3. Early Spring. Running a half marathon with these beautiful beans. Night runs in late January and February made me fall in love with running. Sometimes, I would run an entire 10K around the same 2 blocks of my neighborhood. It’s weird I know, but it’s the best.
4. Watching Kiwi get better was the highlight of my year! I’ve spent the past decade with this tiny angel by my side, and I get emotional every time I notice her getting a little bit older. She had a bad knee, but she got operated on this year and now she’s doing SO GOOD! MY MOSCHINO ANGEL.
5. June 2019. Naples. The pizza, the noise, the 1 euro Spritz and the missing helmets. It’s exactly what I imagined Italy would be like before I moved here. I absolutely loved it. Take me back.
6. February. Venice for the first time! It made me a little bit anxious to be surrounded by that much water. I always felt like I was about to drop my phone/panino/shopping bags/purse/keys/dog into the water all the time. I’M AN EARTH SIGN, I NEED SOLID GROUND. But what a beautiful city. Wow.
7. Park dates with Kiwi. I don’t know if there’s anything better than going to the Cascine with my dog in Florence, having coffee and taking her for a two-hour walk. She only looks upset and annoyed because she has RBF (resting bitch face) and I was taking too long to finish. This is happiness.

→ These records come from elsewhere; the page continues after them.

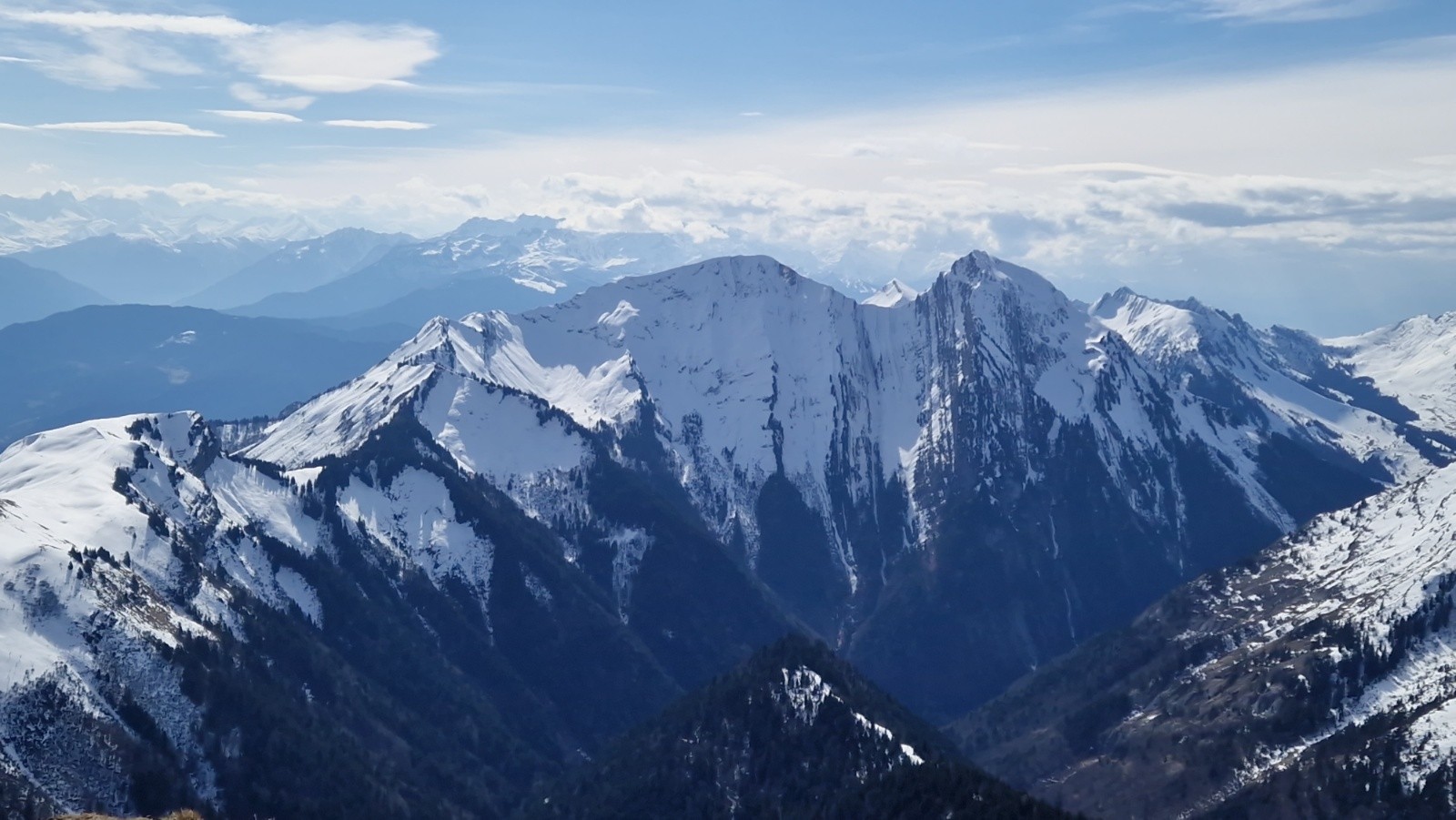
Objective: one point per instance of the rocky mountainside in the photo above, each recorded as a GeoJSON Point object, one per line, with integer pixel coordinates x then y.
{"type": "Point", "coordinates": [521, 535]}
{"type": "Point", "coordinates": [794, 732]}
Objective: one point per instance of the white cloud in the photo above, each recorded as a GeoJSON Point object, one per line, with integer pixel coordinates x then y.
{"type": "Point", "coordinates": [339, 57]}
{"type": "Point", "coordinates": [124, 50]}
{"type": "Point", "coordinates": [255, 116]}
{"type": "Point", "coordinates": [249, 94]}
{"type": "Point", "coordinates": [136, 127]}
{"type": "Point", "coordinates": [1133, 174]}
{"type": "Point", "coordinates": [1288, 11]}
{"type": "Point", "coordinates": [210, 25]}
{"type": "Point", "coordinates": [380, 124]}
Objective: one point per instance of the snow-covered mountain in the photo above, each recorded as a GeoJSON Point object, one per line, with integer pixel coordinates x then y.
{"type": "Point", "coordinates": [893, 295]}
{"type": "Point", "coordinates": [852, 453]}
{"type": "Point", "coordinates": [1317, 681]}
{"type": "Point", "coordinates": [1414, 361]}
{"type": "Point", "coordinates": [638, 485]}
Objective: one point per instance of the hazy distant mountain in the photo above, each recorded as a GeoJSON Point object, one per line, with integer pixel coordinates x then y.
{"type": "Point", "coordinates": [300, 266]}
{"type": "Point", "coordinates": [102, 361]}
{"type": "Point", "coordinates": [147, 271]}
{"type": "Point", "coordinates": [31, 293]}
{"type": "Point", "coordinates": [490, 264]}
{"type": "Point", "coordinates": [517, 535]}
{"type": "Point", "coordinates": [62, 218]}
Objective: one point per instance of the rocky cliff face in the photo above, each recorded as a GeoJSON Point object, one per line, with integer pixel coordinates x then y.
{"type": "Point", "coordinates": [517, 535]}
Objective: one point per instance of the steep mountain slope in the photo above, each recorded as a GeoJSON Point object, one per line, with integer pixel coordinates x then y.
{"type": "Point", "coordinates": [791, 733]}
{"type": "Point", "coordinates": [914, 482]}
{"type": "Point", "coordinates": [1315, 681]}
{"type": "Point", "coordinates": [1411, 361]}
{"type": "Point", "coordinates": [517, 264]}
{"type": "Point", "coordinates": [31, 293]}
{"type": "Point", "coordinates": [101, 361]}
{"type": "Point", "coordinates": [145, 269]}
{"type": "Point", "coordinates": [893, 295]}
{"type": "Point", "coordinates": [298, 266]}
{"type": "Point", "coordinates": [635, 488]}
{"type": "Point", "coordinates": [382, 635]}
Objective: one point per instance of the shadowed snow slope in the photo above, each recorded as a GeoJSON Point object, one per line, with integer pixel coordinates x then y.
{"type": "Point", "coordinates": [562, 517]}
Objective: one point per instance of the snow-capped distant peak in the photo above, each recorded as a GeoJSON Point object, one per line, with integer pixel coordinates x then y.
{"type": "Point", "coordinates": [893, 295]}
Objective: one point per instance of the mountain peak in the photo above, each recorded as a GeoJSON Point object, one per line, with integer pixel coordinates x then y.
{"type": "Point", "coordinates": [893, 295]}
{"type": "Point", "coordinates": [485, 226]}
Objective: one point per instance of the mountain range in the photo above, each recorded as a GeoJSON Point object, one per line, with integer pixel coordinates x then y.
{"type": "Point", "coordinates": [523, 533]}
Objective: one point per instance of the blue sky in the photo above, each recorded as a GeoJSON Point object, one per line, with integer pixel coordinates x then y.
{"type": "Point", "coordinates": [1244, 150]}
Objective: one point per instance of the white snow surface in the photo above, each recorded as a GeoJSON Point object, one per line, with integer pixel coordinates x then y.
{"type": "Point", "coordinates": [895, 295]}
{"type": "Point", "coordinates": [1414, 361]}
{"type": "Point", "coordinates": [747, 368]}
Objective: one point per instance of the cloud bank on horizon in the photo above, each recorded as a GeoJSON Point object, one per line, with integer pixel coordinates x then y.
{"type": "Point", "coordinates": [1295, 157]}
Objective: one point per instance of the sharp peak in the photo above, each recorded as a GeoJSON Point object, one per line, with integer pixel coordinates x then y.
{"type": "Point", "coordinates": [1191, 303]}
{"type": "Point", "coordinates": [980, 267]}
{"type": "Point", "coordinates": [742, 269]}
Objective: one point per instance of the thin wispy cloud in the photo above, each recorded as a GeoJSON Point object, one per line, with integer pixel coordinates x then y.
{"type": "Point", "coordinates": [380, 124]}
{"type": "Point", "coordinates": [127, 50]}
{"type": "Point", "coordinates": [255, 116]}
{"type": "Point", "coordinates": [252, 95]}
{"type": "Point", "coordinates": [133, 127]}
{"type": "Point", "coordinates": [1288, 11]}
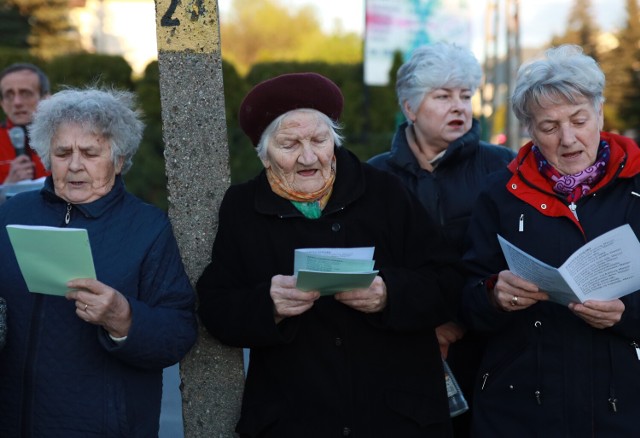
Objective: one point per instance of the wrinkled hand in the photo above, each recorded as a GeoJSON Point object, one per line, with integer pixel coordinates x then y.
{"type": "Point", "coordinates": [289, 301]}
{"type": "Point", "coordinates": [21, 169]}
{"type": "Point", "coordinates": [514, 293]}
{"type": "Point", "coordinates": [599, 314]}
{"type": "Point", "coordinates": [447, 334]}
{"type": "Point", "coordinates": [370, 300]}
{"type": "Point", "coordinates": [101, 305]}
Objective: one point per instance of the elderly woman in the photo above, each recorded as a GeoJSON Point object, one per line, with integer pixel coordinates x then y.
{"type": "Point", "coordinates": [91, 364]}
{"type": "Point", "coordinates": [363, 362]}
{"type": "Point", "coordinates": [551, 369]}
{"type": "Point", "coordinates": [438, 155]}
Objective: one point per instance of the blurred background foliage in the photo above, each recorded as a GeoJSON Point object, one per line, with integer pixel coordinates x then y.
{"type": "Point", "coordinates": [263, 38]}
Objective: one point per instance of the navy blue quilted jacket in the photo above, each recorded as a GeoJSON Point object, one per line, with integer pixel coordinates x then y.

-I’m (hopefully) moving into my new home in Florence! I’m so excited to put in new floors, paint the walls and read books in my garden.
-I’m turning 30. THIRTY YEARS ON THIS EARTH. HOW DID THAT HAPPEN. I remember thinking my teachers were SO OLD when they said they were 30. Now I’ll be one of them. Bring it on.
-Kiwi’s turning 10. My little lady is reaching double digits and we’ll be having a huge party to celebrate.
-I have to
deal with? cry about? acknowledge? celebrate 10 years since losing my Mom and my brother. It’s heavy and it scares me, but it’s also kind of comforting to be on the other side. I honestly never thought I would be a functioning human being. So like, HIGH FIVE TO ME?! Grief is a funny, ever-changing thing, but my relationship with it has gotten slightly more CHILL with time. Yeah, the tightness I still always feel in my chest is still there a lot of the time, but now, my thoughts are usually “Man, I must’ve really loved them if it still hurts this much.” But I’m okay with feeling like that.
P.S. If you’ve read until here, THANK YOU SO MUCH. Send me some ideas of places to visit in Europe for my 30th birthday! I think I want to go to Spain, Greece or Portugal! Or maybe Finland? Or Ireland?! Where should I go?! Send me your suggestions!
P.P.S. Please send some loving vibes from all over the world to my cousin Michael in Ontario. You got this, Mike!